第55話 帰ってこない気がした

文字数 594文字

 カムが狙ったのはボーカルだ。ボーカルの足元で止まり。ヒラメ状態から身体を楕円形に戻す。守衛と共にボーカルが説教されながら連れていかれなければ危なかった。


 俺は厳しくカムを叱って肩に連れ戻した。耳元でカムがどろどろの口でウソツキと呟いた。

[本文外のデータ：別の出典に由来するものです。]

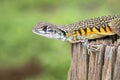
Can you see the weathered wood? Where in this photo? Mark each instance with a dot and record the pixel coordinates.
(102, 65)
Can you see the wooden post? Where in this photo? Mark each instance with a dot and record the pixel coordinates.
(103, 65)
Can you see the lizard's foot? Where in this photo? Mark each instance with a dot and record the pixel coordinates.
(93, 48)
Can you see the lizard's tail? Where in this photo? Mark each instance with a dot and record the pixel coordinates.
(115, 24)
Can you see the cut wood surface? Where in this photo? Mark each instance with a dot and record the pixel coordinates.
(102, 65)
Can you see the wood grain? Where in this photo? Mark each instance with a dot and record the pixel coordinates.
(102, 65)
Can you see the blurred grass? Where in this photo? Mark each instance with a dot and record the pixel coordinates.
(18, 43)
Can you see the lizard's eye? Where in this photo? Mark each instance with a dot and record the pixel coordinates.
(44, 28)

 文化祭どころでなくなった俺は家に帰って馬鹿みたいに寝た。どこまでも眠りほうけた。悪い夢を見た気がして起きてみたがまた寝てやった。今度はふわふわした夢でカラオケで馬鹿騒ぎした夢を見た。ここ何年か行ってないと思って目が覚めた。


 まだ夕陽が沈んだばかりの時刻で部屋の前に夕飯が置かれる音がした。手近にあったテレビのリモコンをドアに投げつけた。何の返事もない。足音もさせず親は去ったと見える。

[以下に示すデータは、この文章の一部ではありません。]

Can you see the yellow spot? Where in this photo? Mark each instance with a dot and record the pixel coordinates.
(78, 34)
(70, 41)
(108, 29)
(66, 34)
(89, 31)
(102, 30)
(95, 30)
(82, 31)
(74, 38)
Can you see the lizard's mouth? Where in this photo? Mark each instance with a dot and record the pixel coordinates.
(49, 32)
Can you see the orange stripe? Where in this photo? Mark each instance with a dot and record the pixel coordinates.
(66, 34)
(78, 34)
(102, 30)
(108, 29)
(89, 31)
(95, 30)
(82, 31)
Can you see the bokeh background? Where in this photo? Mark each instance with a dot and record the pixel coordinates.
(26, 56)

 何もすることがないので宿題と予習をする。悪七のことはできるだけ考えないようにした。逮捕イコール有罪ではない。まだ取り調べやら拘置所に移す手続きがあるだけだろう。


 悪七が取り調べで余計なことを言うはずがない。寧ろ警察をからかっているかもしれないと想像してみて俺は忍び笑いを漏らした。そのうち爆笑する。あいつならやりかねない。ただ一つ心配なのはいつ帰ってくるかだ。


 悪七が帰って来ない気がした。普通の心理かもしれないが悪七の場合消えるときは文字通りこの世から消えてしまいそうで怖い。このことに思い当たった俺はシャーペンを置いた。一日ぐらい宿題を放棄しても問題はない。